There is a middle ground somewhere between the fact the minimum wage of $16 now comes with annual inflationary increases and mandating that the minimum wage of an entire sector of the state’s economy increase over 50 percent in four years.
This week, Newsom and the California Legislature are scrambling to find a way to dodge the bullets that they have loaded in the proverbial gun that they now realized is pointing at them and will start firing June 1.
Newsom’s solution?
He is now proposing tying minimum wage increases for healthcare workers to revenue in the state’s general fund.
But that’s not all.
Newsom wants to exempt healthcare workers at state facilities from the minimum wage law for healthcare workers he not only championed but openly proclaimed as being a blow for social justice.
This is not Newsom’s first “do I as say but not as I do” foray.
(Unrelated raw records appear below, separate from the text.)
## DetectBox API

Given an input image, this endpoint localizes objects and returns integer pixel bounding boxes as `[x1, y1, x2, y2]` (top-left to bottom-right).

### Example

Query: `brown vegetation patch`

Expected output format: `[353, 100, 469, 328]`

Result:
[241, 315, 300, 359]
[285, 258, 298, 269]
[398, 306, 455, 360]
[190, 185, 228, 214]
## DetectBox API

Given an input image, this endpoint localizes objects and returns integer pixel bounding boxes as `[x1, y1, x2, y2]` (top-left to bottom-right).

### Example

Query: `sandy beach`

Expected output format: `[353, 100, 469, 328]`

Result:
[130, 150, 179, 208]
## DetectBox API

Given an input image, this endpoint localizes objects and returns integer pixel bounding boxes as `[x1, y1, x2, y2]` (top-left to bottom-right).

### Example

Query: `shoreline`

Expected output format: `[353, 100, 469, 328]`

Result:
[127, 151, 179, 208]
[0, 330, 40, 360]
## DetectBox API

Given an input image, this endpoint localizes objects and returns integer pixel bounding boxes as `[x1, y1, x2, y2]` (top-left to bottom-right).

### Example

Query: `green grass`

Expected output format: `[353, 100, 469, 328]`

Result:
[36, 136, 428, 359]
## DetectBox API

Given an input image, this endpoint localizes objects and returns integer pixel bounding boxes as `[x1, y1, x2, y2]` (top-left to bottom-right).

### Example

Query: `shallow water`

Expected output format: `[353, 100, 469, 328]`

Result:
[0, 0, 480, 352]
The most famous, of course, was his Marie Antoinette moment at the French Laundry — the fancy food joint in Napa Valley where appetizers can set you back $300 —when he didn’t wear a mask while dining at the height of the pandemic as he had ordered every other Californian to do.
The most recent was legislation he signed in March to exempt fast-food operations on state property from the $20 per hour minimum wage law for fast food workers that went into effect on April 1.
So how foolhardy for the state is tying raises in the minimum wage paid healthcare workers to state revenue?
Very foolhardy.
And Newsom knows why after almost six years as governor.
The state general fund has a feast-famine cycle tied into capital gains taxes.
That means when people cash in on investments — primarily tech stocks in California — the money rolls into Sacramento faster than empty promises roll off the tongues of politicians.
Then when things settle down, revenue craters.
The ability to successful maneuvers between revenue troughs and peaks is undermined by the tendency of the legislature and the governor to spend like drunk sailors on a five-day shore leave sandwiched between 12-month long tours at sea.
If you can’t overall the tax system in place, then you need to learn how to live within its wild swings.
What Newsom & Co. did during the last 18 months between a $97 billion surplus and a $45 million deficit was to spend $142 billion, of which much was one-time money.
But instead of prudently spending one-time money on one-time expenses, the state spent it on reoccurring expenses.
That includes such things as expanding healthcare to all those illegally in California, which is now being retracted due to the budget crisis.
And it includes the $4 billion in reoccurring Medicare and state healthcare worker costs that Newsom is desperately trying to delay from being implemented.
His solution only guarantees more unsustainable expenses will be built into future revenue crashes.
It’s ironic.
Seven months ago, Newsom was basking in the glory of how progressive California was when he signed the law into effect to increase fast food and healthcare minimum wages on April 1 and June 1 of this year respectively.
A few months later he sounded the retreat on fast-food wage hikes for such operations on state property.
And now he wants to delay minimum wage hikes for private sector healthcare and exempt state healthcare workers from the universal mandates for which he was the prime architect.
It just goes to show you politics can be stranger than Looney Tunes.